State Statute Commonalities
Each state has its own set of regulations regarding workers’ compensation benefits, eligibility, appeals, and other aspects of the claims process. While the laws might differ slightly among individual states, they do share similar foundational characteristics.
For example, all states follow common standards for types of disability, namely temporary total disability, temporary partial disability, and permanent partial disability. Also common in all state workers’ compensation legislation is the fact that an employee must be unable to perform his or her job duties, either temporarily or permanently. Most employers will legally be required to carry workers’ compensation insurance, notify new employees of policies, and post state policies in a visible location at the jobsite.

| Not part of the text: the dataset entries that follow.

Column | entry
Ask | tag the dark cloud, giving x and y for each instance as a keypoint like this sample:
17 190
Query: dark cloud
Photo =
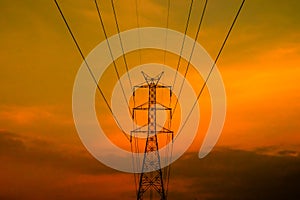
236 174
41 153
41 171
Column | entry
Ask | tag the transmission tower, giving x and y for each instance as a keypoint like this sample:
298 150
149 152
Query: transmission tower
153 181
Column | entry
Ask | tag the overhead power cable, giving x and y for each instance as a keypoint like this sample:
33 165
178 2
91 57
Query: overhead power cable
213 66
181 50
191 55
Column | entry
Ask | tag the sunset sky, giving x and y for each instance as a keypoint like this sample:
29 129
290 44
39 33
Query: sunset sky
257 155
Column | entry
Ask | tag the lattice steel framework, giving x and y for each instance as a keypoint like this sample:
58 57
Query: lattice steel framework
153 179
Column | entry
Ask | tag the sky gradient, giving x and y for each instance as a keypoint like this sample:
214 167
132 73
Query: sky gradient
257 155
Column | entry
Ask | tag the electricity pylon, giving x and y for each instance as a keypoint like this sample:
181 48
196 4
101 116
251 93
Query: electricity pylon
152 180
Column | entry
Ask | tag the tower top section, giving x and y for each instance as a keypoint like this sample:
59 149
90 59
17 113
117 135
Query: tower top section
152 80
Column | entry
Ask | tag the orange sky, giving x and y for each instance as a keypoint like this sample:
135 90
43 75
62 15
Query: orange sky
259 65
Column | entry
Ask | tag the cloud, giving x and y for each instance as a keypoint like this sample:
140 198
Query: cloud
46 171
237 174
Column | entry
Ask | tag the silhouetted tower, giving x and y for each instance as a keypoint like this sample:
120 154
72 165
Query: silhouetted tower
153 180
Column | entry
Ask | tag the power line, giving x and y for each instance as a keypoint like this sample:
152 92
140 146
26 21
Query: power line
88 67
181 50
121 43
167 26
111 54
138 25
191 55
213 66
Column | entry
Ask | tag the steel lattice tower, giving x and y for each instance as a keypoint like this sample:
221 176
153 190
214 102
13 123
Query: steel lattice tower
151 179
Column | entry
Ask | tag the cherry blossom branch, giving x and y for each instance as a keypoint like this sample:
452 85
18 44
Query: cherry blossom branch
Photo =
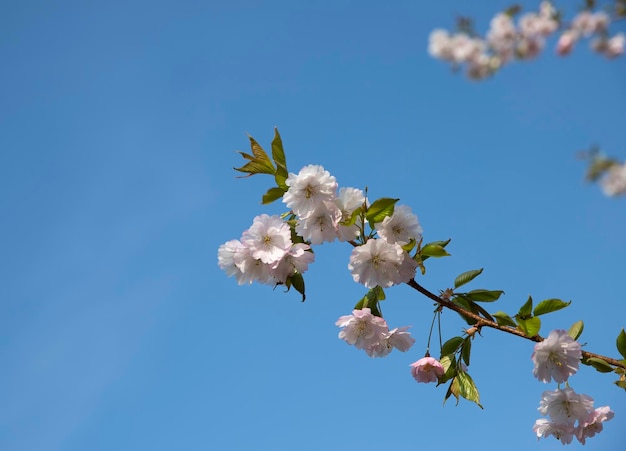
483 322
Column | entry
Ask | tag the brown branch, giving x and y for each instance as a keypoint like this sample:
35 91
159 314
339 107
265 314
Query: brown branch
483 322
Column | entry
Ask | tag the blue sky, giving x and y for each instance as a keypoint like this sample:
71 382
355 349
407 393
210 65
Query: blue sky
118 128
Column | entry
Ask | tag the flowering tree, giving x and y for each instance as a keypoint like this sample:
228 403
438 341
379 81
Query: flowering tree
516 36
388 250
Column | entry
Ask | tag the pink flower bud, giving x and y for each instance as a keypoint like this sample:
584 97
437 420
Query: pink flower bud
566 43
427 369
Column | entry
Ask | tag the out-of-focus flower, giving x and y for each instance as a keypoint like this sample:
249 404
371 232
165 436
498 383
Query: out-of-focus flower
566 42
427 369
614 181
545 428
557 357
614 46
565 405
593 424
588 23
570 415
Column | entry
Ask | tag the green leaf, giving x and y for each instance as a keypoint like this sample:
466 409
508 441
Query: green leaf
529 326
451 346
449 367
453 389
433 250
259 163
621 343
272 195
466 277
466 305
504 320
466 350
378 292
278 154
549 306
467 388
576 330
380 209
525 311
464 301
484 295
439 244
408 247
599 364
370 300
353 217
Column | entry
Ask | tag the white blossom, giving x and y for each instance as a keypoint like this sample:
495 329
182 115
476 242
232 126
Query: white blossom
440 45
228 255
268 238
297 260
380 263
320 224
557 357
362 329
310 187
561 431
397 338
614 181
565 406
593 424
348 200
401 227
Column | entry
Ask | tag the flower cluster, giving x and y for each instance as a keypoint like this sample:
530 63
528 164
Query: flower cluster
313 197
265 253
569 415
369 332
557 357
506 41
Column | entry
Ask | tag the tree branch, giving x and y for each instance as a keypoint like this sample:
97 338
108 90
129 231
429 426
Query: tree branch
483 322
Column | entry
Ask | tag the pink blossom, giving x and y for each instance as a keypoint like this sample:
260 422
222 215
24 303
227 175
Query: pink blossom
427 369
362 329
557 357
545 428
397 338
566 42
614 181
295 261
320 224
565 405
312 185
268 238
348 200
593 423
380 263
401 227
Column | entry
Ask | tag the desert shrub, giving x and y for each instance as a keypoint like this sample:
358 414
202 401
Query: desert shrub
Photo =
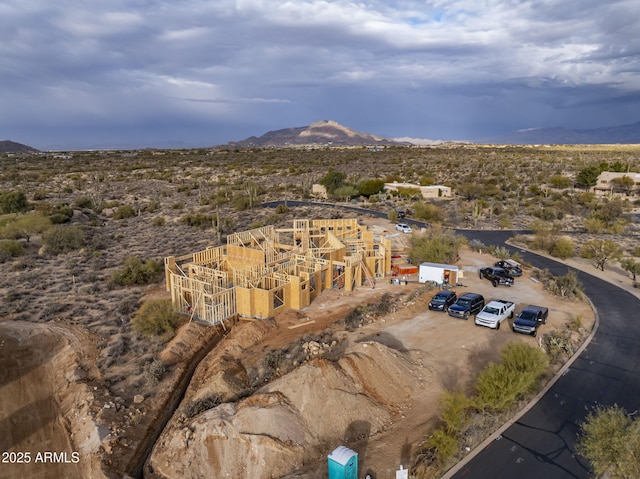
499 385
61 214
558 346
135 272
26 226
610 439
437 247
63 239
354 318
200 405
124 212
154 371
454 411
499 252
428 212
13 202
477 245
241 202
524 359
83 202
575 324
567 286
593 225
10 249
560 181
198 220
443 444
156 317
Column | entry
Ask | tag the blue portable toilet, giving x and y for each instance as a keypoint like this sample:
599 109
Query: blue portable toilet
343 463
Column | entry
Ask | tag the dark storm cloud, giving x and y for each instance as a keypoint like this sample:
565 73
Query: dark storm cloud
221 71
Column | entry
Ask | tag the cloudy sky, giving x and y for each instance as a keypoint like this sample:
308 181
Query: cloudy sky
79 74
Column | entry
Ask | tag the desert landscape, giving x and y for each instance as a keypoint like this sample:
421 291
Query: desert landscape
255 398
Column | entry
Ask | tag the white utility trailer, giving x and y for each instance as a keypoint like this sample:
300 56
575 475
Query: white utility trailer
439 273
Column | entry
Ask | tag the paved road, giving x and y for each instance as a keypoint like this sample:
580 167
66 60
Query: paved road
541 443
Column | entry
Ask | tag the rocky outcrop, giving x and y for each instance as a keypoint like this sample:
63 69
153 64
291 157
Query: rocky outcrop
46 401
293 420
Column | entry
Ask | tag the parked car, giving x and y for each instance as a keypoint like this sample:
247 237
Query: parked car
466 305
494 312
510 266
530 319
496 275
405 228
442 300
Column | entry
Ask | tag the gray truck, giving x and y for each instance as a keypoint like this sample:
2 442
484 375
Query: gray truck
529 319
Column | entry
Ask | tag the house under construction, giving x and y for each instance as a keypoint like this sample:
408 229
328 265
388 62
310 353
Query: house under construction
266 270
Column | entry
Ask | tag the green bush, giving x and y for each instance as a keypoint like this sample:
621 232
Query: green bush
610 439
10 249
63 239
83 202
563 248
13 202
454 413
156 317
200 405
135 272
438 247
499 385
198 220
444 444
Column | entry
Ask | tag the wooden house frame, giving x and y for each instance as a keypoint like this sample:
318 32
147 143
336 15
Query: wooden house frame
262 271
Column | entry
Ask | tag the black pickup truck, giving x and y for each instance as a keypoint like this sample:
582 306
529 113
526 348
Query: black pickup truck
496 275
529 319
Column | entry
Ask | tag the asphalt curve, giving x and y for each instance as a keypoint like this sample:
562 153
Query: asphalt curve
541 443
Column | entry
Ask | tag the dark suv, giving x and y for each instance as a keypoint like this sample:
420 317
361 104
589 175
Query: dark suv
466 305
510 266
442 300
496 275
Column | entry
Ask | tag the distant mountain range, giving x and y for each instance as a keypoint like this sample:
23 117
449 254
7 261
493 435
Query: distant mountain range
7 146
324 132
331 133
623 134
334 134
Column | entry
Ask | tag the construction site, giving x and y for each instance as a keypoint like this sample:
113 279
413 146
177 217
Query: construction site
263 271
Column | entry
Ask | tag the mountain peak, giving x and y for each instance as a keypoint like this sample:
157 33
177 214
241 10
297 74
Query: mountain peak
324 132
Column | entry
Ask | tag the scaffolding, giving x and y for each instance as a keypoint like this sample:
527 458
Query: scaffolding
264 270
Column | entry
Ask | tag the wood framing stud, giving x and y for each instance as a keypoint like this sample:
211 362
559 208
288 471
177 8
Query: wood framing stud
265 270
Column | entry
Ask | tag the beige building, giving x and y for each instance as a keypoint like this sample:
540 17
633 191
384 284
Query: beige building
605 185
428 192
319 191
263 271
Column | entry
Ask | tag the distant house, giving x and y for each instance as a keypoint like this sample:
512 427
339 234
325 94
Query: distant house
432 191
605 184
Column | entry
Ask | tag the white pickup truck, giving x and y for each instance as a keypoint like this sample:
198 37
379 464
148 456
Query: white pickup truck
494 313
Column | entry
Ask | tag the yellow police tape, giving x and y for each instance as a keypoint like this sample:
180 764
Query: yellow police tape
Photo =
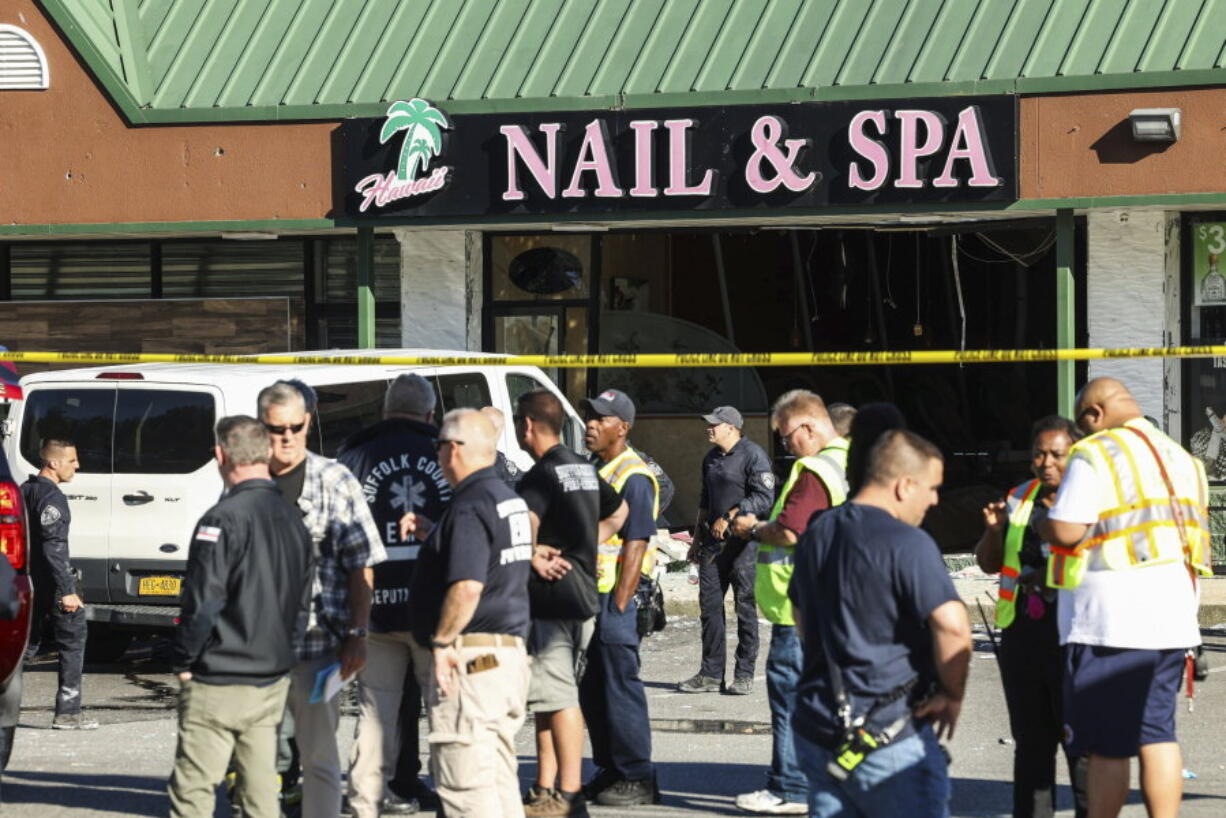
636 361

All state workers’ compensation statutes require insurers to cover comprehensive medical expenses related to the illness or injury, including emergency room treatment, in-patient and out-patient care, medication, rehabilitation, surgeries, and adaptive living equipment. For workers who were fatally injured on the job, all states have provisions for providing benefits to surviving dependents and spouses.
Types of Disability
Check with a skilled workers’ compensation attorney near you to get specific information on how your state defines disability and the percentage benefits available based on each type of disability.
Temporary Total Disability: Injured workers who qualify for temporary total disability must be medically unable to perform any type of work available from their employer. The number of weeks one may receive benefits is limited for non-catastrophic injuries, or unlimited for catastrophic injuries.
Temporary Partial Disability: Temporary partial disability benefits are available to workers who are unable to perform their specific job duties now, but can return to work in a lesser capacity until they are fully recovered. Benefits help cover the cost of income difference.
Permanent Partial Disability: Workers who are unable to perform some job duties based on a partial disability can qualify to receive PPD benefits.
Permanent Total Disability: Injured workers with PTD are unable to perform any type of work, even sedentary jobs.
State Laws Regarding Benefit Amount
Hiring an attorney with years of experience helping injured workers can help you better understand your state laws and put you at an advantage during the workers’ compensation benefits claim process.
Litigation may be necessary to prove your injury occurred as a result of a job-related activity if the claim is disputed, or to prove that the injured worker is in fact medically disabled. Your attorney will interpret the laws with your best interests in mind and negotiate an agreeable payment schedule. If your state does not recognize a particular injury or illness, an attorney can work to change this in the legislation and get you covered under your company’s workers’ compensation insurance.